I was surprised the fact that increasing the number of threads dramatically did
not have a negative impact on performance. I'm sure at some point it must do,
but on that little program I attached, running on my own machine (4 cores, 8
threads), using 1000 threads was actually a bit quicker than using 16, though I
have not done sufficient analysis to say whether that is statistically
significant or not.
1 thread - 0m58.633s
2 threads - 0m44.079s
4 threads - 0m28.383s (number of cores on my machine)
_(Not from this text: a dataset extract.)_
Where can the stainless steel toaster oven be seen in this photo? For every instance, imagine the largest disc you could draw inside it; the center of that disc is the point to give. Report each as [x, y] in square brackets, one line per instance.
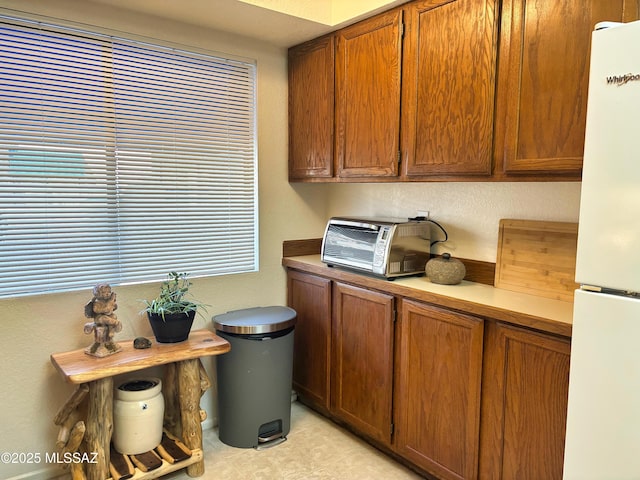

8 threads - 0m18.993s (number of hardware threads)
16 threads - 0m15.799s
32 threads - 0m15.385s
1000 threads - 0m15.067s
Certainly, on my machine at least, having too few threads in the software has a
major impact on performance. So far having lots of them does not seem to be a
problem.
In fact, I just tried using 2000 threads, and obvious impact on performance
drkir...@hawk:~$ time ./parallel 1000000 2000
Using 2000 threads
N primes up to 1000000 is: 78499
last is: 999983
real 0m15.066s
user 1m59.857s
sys 0m0.099s
I tried higher numbers, but there us a limit on the number of threads I can
create. 2000 is ok, 5000 is not. I was hoping to see what 1,000,000 threads
would be like, but it don't work.
I'm sure this is one of those things for which there are no hard and fast rules,
and that to get the ultimate performance, one is likely to want to conduct
individual tests for the software/hardware combination you use.